OPINION: This article may contain commentary which reflects the author's opinion.
A high-ranking official within the Biden-Harris campaign is pushing back on reports that Vice President Kamala Harris is preparing to take over for President Joe Biden following his weak debate performance last week.
Principal Deputy Campaign Manager Quentin Fulks emphatically told CNN that such reports are categorically “false.”
The denial comes amid reports that Biden himself has told close aides and allies he is weighing whether to remain in the race following his shaky performance, during which he appeared confused, vacant, and unable to enunciate his words clearly during responses to debate questions.
Fulks reiterated his denial in a follow-up interview with MSNBC’s Lawrence O’Donnell. Such claims are “unequivocally false,” Fulks said.
Despite the Biden-Harris campaign denials regarding Biden’s future, the results of internal Democratic polling leaked to a D.C.-focused news organization were more bad news for him after his debate. According to Puck News, Biden is losing even more ground to Trump in the battleground states, but the polling also shows that reliably blue states that have voted Democrat for decades are in play.
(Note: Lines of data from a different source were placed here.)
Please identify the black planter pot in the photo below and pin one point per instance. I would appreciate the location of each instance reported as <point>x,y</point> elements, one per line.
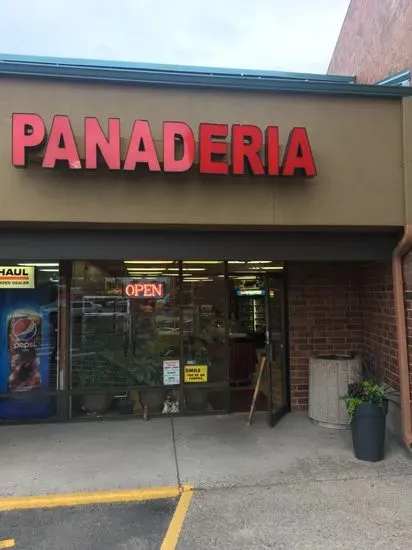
<point>368,432</point>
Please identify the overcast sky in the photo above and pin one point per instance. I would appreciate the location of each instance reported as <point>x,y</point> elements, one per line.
<point>286,35</point>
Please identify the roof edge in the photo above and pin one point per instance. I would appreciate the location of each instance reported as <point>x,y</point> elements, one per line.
<point>187,76</point>
<point>157,67</point>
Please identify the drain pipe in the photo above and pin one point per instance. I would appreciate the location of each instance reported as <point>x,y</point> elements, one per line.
<point>402,248</point>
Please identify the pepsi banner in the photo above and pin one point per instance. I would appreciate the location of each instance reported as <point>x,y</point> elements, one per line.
<point>28,352</point>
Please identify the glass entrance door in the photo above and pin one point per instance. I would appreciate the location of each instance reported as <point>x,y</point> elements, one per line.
<point>275,368</point>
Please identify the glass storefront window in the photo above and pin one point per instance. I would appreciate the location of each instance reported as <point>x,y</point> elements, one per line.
<point>125,333</point>
<point>29,318</point>
<point>204,298</point>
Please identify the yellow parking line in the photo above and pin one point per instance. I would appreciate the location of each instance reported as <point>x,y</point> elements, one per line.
<point>77,499</point>
<point>175,526</point>
<point>9,543</point>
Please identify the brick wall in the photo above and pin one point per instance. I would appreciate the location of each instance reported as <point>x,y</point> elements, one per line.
<point>375,40</point>
<point>340,308</point>
<point>379,338</point>
<point>324,317</point>
<point>407,279</point>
The nonprofit OpenLabs “conducts polling and message-testing for a constellation of Democratic groups, including the 501(c)4 nonprofit associated with Future Forward, the preferred Super PAC for Biden’s reelection campaign,” veteran political journalist and former CNN correspondent Peter Hamby wrote. OpenLabs is a Democrat/left polling firm.
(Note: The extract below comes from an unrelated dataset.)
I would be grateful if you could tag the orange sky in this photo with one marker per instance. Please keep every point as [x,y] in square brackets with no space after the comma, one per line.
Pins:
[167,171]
Hamby wrote that the data found that 40 percent of voters who supported Biden in 2020 now think he should leave the race. An OpenLabs poll in May had that number at only 25 percent.
“This is, of course, only a single poll, conducted during the initial aftershocks of the debate. It will take a few weeks to determine if Biden’s slippage in the polls is a trend and not a blip,” he wrote. “But given their reputation inside the party and connections to Future Forward, OpenLabs is a firm that Democratic campaigns take seriously.”
“In the tipping-point state of Pennsylvania, Biden now trails by 7 points, compared to 5 points before the debate,” Hamby wrote. “He has also dropped in Michigan, where he now trails Trump by 7. OpenLabs also found that he is now losing by roughly 10 points in Georgia and Arizona, and by almost 9 points in Nevada.”
As bad as that is for Biden, it gets worse.
“Biden is now only winning by a fraction of a point in Virginia, Maine, Minnesota, and New Mexico — and he’s now only winning Colorado by around 2 points,” Hamby wrote.
Michigan Governor Gretchen Whitmer has reportedly informed the Biden campaign that the president’s poor debate performance last Thursday may have cost him the electoral votes of her state. She also denied rumors that she was considering running as a replacement on the 2024 Democratic ticket.
A source told Politico that Whitmer called Biden campaign chair Jen O’Malley Dillon on Friday night with an “unambiguous SOS” and said Biden could no longer win her state. She has since publicly denied that report.
“Anyone who claims I would say that we can’t win Michigan is full of s–t. Let’s go,” Whitmer’s campaign account on X snapped back Monday afternoon.
A separate report published this week claimed that Biden never started prepping for his debate before 11 a.m. and was always “given time for an afternoon nap each day.”
“In the weeks and months before President Biden’s politically devastating performance on the debate stage in Atlanta, several current and former officials and others who encountered him behind closed doors noticed that he increasingly appeared confused or listless, or would lose the thread of conversations,” The New York Times reported on Tuesday.
The report said there were incidents where Biden misspoke about military aid to Ukraine, froze up at a Juneteenth event, appeared confused at a D-Day anniversary event in France, and even forgot the name of his own secretary of Homeland Security, Alejandro Mayorkas.